In Northern Paiute, a Native American language of California, words for family members work differently than they do in English. There are more words for brothers and sisters, because the word for brother or sister differs according to whether the sibling is older or younger.

In some languages, grandparents and grandchildren are referred to with the same exact word.

There are also more words for grandparents, because a grandmother might be mu’a (mother’s mother) or hutsi’i (father’s mother) and a grandfather might be kenu’u (father’s father) or togo’o (mother’s father). However, there is no separate word for cousin  (cousins are covered by the brother and sister words) or for grandchildren.

Instead, grandchildren are referred to by the grandparent terms. If you are grandma, specifically mu’a, to your daughter’s child, you will call the child mu’a as well.

If you are hutsi’i, the grandfather to your daughter’s child, you will call the child hutsi’i as well. Likewise for kenu’u and togo’o as the children of your son (depending on whether you are the mother or father of that son).

The sex of the child makes no difference to what they are called. Only whether they are born of a son or a daughter of a man or a woman. When you say “I can’t wait to see my mu’a,” you don’t say whether it’s a girl or a boy, only that you are a mother and you can’t wait to see your daughter’s child.

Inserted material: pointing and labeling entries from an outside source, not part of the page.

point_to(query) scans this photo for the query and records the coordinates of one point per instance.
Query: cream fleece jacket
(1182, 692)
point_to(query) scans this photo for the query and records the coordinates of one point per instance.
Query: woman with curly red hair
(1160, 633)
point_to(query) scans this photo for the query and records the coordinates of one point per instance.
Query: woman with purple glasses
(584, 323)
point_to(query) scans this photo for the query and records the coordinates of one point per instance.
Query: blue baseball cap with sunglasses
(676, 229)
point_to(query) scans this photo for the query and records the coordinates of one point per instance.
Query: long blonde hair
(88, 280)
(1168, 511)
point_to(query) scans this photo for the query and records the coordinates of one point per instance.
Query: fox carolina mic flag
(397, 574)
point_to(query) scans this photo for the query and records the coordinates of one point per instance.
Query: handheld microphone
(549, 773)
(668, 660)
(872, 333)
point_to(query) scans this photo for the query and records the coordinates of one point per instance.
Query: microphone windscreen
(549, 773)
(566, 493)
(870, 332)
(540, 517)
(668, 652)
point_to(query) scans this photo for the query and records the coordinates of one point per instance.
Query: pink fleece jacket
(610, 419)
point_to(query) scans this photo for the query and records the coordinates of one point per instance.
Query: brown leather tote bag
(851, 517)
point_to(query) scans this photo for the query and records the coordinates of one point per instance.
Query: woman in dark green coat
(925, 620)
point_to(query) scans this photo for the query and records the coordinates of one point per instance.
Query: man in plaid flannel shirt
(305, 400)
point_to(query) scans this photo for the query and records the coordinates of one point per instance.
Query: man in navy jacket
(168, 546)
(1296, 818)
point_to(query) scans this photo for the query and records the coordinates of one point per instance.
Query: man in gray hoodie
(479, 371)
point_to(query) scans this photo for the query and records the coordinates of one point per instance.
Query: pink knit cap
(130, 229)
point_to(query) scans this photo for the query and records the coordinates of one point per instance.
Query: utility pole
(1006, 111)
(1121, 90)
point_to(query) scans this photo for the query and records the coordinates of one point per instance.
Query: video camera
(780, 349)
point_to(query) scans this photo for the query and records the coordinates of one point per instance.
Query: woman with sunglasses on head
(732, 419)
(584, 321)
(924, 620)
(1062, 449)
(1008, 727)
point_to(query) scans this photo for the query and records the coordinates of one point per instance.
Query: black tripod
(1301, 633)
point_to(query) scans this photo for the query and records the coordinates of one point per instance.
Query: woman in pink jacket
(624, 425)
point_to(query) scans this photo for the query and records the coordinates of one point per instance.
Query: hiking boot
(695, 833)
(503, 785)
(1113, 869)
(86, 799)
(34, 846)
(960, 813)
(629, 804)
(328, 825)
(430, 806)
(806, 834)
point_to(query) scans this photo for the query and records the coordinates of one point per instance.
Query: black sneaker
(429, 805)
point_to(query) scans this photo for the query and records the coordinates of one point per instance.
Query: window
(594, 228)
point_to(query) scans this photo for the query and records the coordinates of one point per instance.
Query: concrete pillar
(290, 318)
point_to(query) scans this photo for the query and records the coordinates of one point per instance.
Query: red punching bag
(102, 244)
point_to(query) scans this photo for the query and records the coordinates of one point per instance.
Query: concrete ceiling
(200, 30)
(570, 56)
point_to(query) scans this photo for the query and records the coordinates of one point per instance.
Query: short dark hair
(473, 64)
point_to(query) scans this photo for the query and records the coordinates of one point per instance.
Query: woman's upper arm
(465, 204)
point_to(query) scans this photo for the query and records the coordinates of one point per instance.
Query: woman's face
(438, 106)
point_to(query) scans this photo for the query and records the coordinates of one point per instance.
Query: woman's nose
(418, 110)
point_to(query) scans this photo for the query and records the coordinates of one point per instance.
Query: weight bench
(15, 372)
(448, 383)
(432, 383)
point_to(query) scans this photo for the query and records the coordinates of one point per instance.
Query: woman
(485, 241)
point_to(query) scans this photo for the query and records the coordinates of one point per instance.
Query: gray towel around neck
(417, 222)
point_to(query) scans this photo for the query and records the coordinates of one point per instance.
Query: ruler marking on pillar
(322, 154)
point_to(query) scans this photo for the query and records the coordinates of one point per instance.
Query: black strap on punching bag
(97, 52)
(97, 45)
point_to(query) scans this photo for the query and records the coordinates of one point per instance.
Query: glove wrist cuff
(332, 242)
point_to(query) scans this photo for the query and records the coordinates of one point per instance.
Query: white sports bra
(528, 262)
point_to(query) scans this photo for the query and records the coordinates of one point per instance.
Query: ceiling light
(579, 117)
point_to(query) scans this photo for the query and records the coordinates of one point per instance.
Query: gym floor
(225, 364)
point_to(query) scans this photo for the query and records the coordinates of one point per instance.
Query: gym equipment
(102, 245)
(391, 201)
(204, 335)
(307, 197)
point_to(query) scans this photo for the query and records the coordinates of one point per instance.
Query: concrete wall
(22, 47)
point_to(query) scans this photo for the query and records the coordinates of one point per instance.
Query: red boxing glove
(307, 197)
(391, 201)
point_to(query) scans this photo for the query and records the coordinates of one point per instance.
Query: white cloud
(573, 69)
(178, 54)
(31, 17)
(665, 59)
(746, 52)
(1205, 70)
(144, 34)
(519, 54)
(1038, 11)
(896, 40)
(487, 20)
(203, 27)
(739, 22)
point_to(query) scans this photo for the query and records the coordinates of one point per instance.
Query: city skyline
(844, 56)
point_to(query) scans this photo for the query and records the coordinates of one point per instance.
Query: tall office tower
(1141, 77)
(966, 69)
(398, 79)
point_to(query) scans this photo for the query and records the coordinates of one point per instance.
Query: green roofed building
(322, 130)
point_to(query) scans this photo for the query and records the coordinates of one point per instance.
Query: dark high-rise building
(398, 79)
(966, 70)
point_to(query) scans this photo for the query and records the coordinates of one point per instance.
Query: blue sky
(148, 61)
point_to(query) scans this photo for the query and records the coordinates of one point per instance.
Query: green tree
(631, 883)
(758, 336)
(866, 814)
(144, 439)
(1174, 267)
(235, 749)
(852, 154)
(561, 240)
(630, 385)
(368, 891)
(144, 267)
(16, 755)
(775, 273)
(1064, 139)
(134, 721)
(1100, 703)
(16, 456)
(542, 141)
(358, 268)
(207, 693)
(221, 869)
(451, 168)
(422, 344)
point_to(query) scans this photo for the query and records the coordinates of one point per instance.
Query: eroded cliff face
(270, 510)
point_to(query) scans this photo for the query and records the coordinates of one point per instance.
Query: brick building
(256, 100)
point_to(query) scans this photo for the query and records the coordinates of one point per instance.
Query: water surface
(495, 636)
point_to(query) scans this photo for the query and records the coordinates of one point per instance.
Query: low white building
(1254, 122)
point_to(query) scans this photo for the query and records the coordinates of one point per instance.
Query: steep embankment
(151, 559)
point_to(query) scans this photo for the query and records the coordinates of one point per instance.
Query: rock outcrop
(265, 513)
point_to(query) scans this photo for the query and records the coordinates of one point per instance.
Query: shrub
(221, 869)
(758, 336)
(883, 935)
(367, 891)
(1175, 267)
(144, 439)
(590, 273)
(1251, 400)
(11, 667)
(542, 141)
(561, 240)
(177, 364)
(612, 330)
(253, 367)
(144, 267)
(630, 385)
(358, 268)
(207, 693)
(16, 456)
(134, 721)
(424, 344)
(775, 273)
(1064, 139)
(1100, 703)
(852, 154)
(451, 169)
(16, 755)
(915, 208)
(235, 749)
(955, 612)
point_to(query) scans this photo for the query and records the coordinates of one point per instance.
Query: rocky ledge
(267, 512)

Son’s daughter, and daughter’s son

There are other ways that the different aspects of the grandparent-grandchild relationship can show up in family terms in other languages. Some systems are more specific.

In Mandarin Chinese there are different words for mother’s mother (lao lao), father’s mother (nai nai), father’s father (yeye) and mother’s father (lao ye) as well as for son’s son (sun zi), son’s daughter (sun nu), daughter’s son (wao sun) and daughter’s daughter (wai sun nu).

A very different language, Swedish, represents those relationship terms in a similar way, with mormor, farmor, farfar, morfar and sonson, sondotter, doterson, and dotterdotter. Hindi also makes all these distinctions with nani, dadi, dada, nana and pota, poti, nati, and natini.

Other languages make fewer distinctions in their terms. In Navajo, the maternal grandparents get individual names, shimásáni (grandmother) and shicheii (grandfather) but the paternal grandparents are both shináli. In Malay, grandchildren of either gender or parentage are cucu. In Hungarian, grandchildren of the either gender or parentage are unoka.

The Australian aboriginal language Alyawarr has a complex kinship term system, with not only different terms to be used depending on whether the speaker is male or female but special terms for a relationship between two people, like a mother and child pair, or even three (“husband” when said by a mother referring to her daughter’s husband).

It’s a special, strong bond and humans have found ingenious ways to highlight its importance linguistically.

There are also different words for all four grandparents, but as in the Northern Paiute example, the grandparents share those terms with the grandchildren. A person calls their father’s father arrenge and in turn, a man’s son’s children are also arrenge. Aperle (father’s mother), artartetye (mother’s father), and anyanye (mother’s mother) fill out the rest of the paradigm. 

Systems where grandparents and grandchildren call each other by the same family terms are not the most common type, but they occur in unrelated languages separated by vast geographical distances.

It’s a special, strong bond and humans have found ingenious ways to highlight its importance linguistically.